Com Lula, o preço do combustível explodiu, sem surpresa para quem entende o básico sobre economia — e sobre como governos de esquerda, como o do PT, atuam. A solução? Em 26 de fevereiro, uma jornalista da CNN afirmou que o preço da gasolina afeta apenas “a classe média”, e não os mais pobres. Como se até remédio, batata na feira e a moto do motoboy não precisassem de gasolina para chegar aonde precisam.
Em 15 de março, a Folha, envidando seus melhores esforços para ser um jornal totalmente a favor do PT, chegou a chamar os infames “especialistas” para nos fazer testemunhar a manchete de que a inflação (!) “dará alívio aos pobres e pesará mais na classe média”.

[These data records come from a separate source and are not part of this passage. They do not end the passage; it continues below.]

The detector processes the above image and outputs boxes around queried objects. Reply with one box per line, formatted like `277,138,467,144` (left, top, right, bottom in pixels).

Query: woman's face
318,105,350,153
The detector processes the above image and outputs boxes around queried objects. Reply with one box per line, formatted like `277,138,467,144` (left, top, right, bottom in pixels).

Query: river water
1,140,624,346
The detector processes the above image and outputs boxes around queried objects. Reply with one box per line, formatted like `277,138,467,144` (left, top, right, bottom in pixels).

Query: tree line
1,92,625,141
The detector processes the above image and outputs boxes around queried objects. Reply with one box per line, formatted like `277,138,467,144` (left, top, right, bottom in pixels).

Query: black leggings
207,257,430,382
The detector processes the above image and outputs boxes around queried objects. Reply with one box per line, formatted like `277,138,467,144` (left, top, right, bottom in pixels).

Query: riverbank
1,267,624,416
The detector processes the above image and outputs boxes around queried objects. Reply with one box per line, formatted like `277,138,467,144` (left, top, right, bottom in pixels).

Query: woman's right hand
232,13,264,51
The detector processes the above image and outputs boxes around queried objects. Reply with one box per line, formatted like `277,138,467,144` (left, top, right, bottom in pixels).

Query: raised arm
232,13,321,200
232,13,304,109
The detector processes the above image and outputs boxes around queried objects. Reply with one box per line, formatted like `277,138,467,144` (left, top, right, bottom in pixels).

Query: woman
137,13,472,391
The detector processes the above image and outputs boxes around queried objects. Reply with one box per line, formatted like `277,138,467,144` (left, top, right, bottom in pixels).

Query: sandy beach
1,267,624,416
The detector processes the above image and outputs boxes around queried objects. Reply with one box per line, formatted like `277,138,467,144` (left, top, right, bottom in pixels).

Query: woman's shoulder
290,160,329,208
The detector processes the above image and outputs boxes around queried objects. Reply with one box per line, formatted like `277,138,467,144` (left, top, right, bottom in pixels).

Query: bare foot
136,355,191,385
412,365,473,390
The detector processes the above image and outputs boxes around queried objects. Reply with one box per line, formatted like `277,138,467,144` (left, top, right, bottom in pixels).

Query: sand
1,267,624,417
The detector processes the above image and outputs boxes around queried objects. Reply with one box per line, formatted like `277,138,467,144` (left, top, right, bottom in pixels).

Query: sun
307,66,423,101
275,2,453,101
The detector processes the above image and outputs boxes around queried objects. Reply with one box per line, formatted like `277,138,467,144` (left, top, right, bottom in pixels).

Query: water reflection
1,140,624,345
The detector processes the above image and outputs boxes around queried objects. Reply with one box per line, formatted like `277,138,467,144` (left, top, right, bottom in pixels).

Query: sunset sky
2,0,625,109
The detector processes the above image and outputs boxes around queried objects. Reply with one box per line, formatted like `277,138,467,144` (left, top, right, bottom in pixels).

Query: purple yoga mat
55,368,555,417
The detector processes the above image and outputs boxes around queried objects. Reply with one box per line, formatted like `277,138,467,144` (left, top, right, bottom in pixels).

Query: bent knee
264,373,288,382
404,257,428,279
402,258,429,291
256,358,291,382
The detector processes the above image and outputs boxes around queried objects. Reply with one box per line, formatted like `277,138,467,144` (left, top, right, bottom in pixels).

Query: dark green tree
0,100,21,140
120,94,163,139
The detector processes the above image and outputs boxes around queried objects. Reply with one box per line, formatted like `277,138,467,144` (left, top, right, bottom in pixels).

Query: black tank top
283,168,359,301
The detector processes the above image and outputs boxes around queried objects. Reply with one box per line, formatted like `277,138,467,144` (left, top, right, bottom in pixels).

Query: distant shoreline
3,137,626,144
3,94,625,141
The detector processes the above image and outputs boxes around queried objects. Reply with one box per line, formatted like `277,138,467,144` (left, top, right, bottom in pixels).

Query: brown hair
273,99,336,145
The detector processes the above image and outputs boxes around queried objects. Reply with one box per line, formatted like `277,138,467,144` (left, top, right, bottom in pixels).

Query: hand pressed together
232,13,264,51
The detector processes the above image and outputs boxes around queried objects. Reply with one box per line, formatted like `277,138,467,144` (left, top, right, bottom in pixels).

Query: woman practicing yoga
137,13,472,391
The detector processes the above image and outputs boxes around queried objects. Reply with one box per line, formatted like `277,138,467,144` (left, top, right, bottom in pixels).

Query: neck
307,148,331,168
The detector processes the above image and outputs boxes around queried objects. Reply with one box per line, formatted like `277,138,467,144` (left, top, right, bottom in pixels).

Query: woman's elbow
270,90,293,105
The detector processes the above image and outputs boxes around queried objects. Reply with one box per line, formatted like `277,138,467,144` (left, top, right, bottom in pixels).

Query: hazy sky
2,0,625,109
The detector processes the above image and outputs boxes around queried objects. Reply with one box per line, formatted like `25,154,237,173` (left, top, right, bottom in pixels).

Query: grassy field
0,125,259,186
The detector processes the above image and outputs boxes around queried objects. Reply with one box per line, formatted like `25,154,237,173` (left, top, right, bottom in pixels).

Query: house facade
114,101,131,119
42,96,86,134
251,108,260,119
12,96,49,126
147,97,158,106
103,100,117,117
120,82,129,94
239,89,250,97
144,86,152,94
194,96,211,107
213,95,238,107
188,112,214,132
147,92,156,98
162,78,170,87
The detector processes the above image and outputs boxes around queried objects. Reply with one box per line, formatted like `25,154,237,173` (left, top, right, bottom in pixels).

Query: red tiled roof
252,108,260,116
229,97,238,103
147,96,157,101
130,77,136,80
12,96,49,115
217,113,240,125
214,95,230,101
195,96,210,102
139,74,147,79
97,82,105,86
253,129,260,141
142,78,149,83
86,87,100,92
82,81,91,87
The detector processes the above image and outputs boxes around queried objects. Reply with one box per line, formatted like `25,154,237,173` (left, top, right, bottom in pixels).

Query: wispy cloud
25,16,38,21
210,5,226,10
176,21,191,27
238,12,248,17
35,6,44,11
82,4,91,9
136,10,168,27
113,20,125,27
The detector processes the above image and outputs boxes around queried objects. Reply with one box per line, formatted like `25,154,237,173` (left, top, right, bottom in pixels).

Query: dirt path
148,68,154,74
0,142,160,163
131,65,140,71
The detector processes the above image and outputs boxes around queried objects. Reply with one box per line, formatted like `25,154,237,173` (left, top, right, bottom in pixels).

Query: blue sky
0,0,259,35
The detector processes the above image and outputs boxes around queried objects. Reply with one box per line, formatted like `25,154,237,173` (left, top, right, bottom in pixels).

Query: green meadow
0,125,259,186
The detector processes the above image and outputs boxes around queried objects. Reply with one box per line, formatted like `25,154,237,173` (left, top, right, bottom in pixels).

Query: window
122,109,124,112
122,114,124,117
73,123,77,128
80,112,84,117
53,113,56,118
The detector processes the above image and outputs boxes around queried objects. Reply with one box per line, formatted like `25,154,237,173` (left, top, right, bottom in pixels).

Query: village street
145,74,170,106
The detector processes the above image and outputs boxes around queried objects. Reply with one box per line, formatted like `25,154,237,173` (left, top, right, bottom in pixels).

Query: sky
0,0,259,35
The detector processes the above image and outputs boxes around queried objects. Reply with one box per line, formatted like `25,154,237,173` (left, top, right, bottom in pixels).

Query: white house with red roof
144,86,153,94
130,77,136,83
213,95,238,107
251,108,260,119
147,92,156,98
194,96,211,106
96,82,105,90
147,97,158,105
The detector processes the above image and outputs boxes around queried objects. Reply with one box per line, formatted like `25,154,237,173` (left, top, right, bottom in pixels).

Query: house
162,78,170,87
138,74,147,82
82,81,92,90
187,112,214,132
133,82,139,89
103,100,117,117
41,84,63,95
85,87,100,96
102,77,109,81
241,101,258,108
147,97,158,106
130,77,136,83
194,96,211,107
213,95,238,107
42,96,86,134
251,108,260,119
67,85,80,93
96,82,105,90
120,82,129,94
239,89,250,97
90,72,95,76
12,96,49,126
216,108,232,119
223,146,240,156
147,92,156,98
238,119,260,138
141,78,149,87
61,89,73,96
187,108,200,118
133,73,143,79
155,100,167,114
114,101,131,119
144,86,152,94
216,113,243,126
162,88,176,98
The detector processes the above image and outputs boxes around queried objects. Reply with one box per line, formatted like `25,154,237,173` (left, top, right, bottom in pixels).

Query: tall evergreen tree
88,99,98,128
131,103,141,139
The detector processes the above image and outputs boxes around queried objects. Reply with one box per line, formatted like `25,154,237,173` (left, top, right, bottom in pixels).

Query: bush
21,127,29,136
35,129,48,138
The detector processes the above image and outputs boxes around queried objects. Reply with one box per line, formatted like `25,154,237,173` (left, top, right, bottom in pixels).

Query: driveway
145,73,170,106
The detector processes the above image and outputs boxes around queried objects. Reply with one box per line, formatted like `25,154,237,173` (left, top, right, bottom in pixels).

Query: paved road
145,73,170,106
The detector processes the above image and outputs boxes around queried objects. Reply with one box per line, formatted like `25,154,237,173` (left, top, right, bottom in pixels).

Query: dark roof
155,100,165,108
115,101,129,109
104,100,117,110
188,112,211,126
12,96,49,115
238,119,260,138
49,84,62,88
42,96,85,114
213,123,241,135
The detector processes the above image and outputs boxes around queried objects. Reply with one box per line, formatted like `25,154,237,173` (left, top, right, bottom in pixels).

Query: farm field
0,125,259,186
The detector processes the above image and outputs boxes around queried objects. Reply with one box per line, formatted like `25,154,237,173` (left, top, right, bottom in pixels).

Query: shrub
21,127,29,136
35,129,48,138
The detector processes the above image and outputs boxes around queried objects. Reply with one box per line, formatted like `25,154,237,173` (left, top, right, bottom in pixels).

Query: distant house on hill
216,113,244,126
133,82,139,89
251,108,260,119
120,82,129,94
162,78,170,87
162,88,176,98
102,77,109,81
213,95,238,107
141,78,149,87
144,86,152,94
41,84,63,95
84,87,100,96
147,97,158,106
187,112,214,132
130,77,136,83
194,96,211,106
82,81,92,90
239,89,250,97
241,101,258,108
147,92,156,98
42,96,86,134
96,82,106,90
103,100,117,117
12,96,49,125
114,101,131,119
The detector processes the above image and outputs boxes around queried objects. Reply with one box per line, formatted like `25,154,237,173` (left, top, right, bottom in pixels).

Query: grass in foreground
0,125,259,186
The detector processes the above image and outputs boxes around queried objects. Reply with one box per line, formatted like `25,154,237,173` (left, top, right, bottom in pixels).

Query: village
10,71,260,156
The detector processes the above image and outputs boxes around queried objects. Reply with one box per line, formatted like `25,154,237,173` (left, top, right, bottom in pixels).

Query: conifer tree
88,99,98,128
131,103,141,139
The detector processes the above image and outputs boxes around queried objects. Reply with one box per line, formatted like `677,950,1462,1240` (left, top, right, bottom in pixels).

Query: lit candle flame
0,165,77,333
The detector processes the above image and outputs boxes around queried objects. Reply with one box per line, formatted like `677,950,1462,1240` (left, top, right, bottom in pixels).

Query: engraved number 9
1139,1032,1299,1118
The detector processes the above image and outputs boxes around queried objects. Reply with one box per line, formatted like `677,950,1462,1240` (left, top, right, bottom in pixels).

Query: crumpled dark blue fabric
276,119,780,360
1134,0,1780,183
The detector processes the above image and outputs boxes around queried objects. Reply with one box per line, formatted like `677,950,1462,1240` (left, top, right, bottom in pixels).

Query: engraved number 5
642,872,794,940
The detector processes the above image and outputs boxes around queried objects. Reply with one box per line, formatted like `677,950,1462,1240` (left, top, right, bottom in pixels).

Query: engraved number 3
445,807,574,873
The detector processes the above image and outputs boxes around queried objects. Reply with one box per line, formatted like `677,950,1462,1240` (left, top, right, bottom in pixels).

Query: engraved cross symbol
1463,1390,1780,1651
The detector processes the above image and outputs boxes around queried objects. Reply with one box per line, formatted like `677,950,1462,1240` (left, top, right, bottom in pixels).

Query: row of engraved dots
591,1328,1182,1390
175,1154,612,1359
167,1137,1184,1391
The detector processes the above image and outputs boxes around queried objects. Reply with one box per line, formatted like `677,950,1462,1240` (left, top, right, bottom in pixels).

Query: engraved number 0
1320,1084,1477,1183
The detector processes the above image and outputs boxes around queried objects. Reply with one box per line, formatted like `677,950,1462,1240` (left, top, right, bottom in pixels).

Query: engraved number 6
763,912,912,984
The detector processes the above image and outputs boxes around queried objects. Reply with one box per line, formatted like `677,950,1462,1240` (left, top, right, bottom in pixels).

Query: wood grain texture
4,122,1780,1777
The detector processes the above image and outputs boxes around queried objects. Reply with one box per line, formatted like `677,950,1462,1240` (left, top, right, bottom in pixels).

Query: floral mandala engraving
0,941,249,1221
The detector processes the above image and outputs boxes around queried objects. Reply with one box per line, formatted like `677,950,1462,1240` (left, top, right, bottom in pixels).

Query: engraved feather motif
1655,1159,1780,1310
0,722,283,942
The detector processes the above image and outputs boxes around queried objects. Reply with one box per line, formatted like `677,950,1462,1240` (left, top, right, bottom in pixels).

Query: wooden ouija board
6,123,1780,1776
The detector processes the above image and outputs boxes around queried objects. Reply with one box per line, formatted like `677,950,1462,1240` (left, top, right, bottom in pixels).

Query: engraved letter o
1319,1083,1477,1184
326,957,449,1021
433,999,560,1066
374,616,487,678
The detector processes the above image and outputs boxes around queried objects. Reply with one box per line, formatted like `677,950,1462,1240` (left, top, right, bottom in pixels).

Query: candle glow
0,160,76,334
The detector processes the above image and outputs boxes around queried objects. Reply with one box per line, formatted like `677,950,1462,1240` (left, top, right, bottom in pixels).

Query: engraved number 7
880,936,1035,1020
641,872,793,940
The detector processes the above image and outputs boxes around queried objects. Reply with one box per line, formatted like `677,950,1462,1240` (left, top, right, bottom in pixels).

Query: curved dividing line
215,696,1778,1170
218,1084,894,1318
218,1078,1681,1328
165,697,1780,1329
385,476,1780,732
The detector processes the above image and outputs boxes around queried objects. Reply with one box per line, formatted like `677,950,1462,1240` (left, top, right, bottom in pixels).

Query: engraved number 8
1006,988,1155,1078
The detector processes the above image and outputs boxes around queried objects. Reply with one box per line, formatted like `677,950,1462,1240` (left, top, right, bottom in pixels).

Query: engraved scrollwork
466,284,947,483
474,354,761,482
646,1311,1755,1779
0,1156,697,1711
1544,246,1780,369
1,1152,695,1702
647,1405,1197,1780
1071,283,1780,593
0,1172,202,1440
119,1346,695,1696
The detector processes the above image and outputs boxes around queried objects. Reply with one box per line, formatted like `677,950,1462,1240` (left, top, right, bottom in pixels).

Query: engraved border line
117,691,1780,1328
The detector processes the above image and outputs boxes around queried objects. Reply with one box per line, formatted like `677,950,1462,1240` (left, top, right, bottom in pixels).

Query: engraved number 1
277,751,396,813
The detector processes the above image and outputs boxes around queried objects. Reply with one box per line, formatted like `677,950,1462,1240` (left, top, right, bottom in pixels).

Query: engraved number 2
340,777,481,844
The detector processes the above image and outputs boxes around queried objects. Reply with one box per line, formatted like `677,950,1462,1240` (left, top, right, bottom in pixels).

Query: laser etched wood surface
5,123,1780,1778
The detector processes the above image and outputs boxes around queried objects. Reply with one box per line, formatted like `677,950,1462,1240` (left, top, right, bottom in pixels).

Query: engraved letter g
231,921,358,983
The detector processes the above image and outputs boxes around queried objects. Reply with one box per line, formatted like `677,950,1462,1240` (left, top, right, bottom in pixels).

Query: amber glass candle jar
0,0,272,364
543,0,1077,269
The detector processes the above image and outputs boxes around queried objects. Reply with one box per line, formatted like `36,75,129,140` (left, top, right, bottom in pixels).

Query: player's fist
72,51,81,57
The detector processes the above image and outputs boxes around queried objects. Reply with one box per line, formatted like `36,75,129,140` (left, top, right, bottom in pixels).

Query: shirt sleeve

Fica-se com o ciclo fechado: os pobres ficarão “aliviados” em ser obrigados a pagar mais, então não pagarão nada, respirando com tranquilidade. E também vão se aliviar daquele sonho idiota de fazer parte da classe média, já que tudo o que é “coisa de classe média” fica mais caro. Assim, o governo “defende” os pobres, e os geniais “especialistas” dizem que o governo é a favor dos pobres (mantendo-os pobres), já que só a classe média é que vai ter de pagar mais imposto na TV, no celular, no computador, no carro popular — pobre terá “alívio” não tendo nada disso.